All of this falls under the linguistic study of "discourse", the way humans
talk in real-world communication with each other. In linguistics, rules of
discourse are real and as important as rules of grammar. Nobody uses only
"approved" words or meanings of words or interactions of words; the ideas
human beings communicate are more complex than that.

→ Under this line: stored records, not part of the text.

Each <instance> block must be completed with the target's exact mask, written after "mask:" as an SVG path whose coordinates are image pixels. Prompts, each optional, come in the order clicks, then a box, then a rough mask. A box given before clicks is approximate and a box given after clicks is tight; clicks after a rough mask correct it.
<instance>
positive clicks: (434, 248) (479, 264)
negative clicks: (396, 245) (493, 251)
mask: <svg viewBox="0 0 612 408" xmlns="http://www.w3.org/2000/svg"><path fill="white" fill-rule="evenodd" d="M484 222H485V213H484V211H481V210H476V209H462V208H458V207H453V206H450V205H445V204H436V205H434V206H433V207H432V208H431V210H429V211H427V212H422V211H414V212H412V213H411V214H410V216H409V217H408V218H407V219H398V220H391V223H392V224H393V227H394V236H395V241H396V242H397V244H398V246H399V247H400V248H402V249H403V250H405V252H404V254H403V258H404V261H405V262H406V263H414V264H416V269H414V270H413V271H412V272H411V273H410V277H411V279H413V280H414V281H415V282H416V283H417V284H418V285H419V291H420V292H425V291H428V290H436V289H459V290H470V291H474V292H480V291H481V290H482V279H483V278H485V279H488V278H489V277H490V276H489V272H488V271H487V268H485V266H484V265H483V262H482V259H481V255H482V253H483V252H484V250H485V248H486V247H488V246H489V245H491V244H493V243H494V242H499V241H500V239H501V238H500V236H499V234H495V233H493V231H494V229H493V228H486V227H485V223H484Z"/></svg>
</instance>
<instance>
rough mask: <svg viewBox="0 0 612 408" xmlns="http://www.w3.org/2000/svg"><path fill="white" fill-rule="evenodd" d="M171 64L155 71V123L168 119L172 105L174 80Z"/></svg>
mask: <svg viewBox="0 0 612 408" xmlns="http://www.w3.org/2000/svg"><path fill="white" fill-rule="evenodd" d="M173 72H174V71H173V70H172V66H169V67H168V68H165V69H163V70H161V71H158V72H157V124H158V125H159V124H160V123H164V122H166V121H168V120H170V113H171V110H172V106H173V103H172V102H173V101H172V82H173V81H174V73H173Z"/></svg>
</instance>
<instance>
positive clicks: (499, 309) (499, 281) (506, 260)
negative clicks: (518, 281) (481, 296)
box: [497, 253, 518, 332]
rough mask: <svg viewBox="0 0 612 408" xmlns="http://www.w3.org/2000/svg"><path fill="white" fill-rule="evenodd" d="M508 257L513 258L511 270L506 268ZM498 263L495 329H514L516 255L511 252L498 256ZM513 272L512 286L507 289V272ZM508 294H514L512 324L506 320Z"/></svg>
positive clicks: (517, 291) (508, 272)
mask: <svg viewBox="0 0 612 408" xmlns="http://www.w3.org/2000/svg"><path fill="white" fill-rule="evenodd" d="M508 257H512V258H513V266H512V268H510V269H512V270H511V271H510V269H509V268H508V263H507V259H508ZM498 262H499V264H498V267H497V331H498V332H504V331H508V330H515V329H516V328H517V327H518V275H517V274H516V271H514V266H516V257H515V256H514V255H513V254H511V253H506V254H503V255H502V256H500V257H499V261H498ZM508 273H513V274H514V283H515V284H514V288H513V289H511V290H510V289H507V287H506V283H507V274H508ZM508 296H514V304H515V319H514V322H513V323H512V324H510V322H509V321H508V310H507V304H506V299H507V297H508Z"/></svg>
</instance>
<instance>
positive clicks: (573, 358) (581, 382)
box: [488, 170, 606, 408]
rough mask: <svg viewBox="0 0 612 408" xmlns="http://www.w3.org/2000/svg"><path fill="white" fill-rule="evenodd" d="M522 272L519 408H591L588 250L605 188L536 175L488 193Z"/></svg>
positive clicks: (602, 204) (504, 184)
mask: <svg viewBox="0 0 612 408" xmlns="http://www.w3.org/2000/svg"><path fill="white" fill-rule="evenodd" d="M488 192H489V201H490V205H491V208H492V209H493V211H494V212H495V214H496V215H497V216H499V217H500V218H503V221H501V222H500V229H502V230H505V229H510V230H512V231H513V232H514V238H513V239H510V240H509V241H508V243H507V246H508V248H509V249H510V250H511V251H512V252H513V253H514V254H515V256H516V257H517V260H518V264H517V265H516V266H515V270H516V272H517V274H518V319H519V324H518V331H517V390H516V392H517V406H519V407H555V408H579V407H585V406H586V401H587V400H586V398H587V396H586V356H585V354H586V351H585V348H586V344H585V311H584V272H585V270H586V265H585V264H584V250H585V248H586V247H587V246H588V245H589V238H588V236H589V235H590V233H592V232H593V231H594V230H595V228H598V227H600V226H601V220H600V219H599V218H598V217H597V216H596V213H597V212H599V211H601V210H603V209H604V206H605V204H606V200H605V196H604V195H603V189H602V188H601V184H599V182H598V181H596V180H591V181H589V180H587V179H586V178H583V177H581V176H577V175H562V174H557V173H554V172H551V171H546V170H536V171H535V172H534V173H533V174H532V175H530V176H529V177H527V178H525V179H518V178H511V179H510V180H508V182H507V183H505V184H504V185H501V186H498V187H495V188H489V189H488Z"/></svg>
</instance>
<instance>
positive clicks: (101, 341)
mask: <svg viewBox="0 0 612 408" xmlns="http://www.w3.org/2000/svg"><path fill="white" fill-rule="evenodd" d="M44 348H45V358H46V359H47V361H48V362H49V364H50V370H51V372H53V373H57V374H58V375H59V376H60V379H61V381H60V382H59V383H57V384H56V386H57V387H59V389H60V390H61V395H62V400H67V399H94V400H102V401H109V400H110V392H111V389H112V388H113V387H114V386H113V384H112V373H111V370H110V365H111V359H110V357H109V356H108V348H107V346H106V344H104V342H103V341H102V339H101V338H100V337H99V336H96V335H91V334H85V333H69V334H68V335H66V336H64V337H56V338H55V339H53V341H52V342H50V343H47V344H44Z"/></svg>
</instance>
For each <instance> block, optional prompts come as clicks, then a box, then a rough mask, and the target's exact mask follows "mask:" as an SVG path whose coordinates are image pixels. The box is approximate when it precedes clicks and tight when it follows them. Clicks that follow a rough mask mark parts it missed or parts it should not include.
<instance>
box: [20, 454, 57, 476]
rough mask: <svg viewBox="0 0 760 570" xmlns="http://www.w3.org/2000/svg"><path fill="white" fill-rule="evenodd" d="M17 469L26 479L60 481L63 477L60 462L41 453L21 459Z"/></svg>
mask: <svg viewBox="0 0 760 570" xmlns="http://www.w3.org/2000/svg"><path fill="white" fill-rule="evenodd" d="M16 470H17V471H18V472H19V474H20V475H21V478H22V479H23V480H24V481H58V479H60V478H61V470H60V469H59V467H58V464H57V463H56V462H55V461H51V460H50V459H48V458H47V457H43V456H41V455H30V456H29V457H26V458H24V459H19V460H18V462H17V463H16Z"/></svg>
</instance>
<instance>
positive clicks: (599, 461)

Having laid all that out, I'll say something you'll probably find challenging:
the real reason you don't like it is because _you don't know what it means_.
Which is of course the point of it, and the reason to label it as innovation.

------
neilk
If you can't hear it in Zooey Deschanel's voice, a desk clerk with extravagant
vocal fry was a gag in the movie Young Adult. Here's just a part of the scene
(2nd clip on the page)

<http://www.nextmovie.com/blog/young-adult-clips/>

------
btbuildem
Clever, clever article. Anything you say in criticism of it will get you
labelled an Old White Dude.

------
zeteo
I sure hope next generation's NORMs won't speak in creaky voices. This looks a
lot more like another cycle of fashion than true "ingenious" "innovation".
What society-wide improvements in communication does it effect?

------
ceautery
There was a good discussion about this on Language Hat a few months ago:

<http://www.languagehat.com/archives/004914.php>

------
olgeni
> judgments about speech are judgments about the speakers themselves.

And so is "old white dudes".

> When it comes to language, the rules of natural selection apply: Evolve or
> perish.

I demand strong affirmative action for the less privileged languages.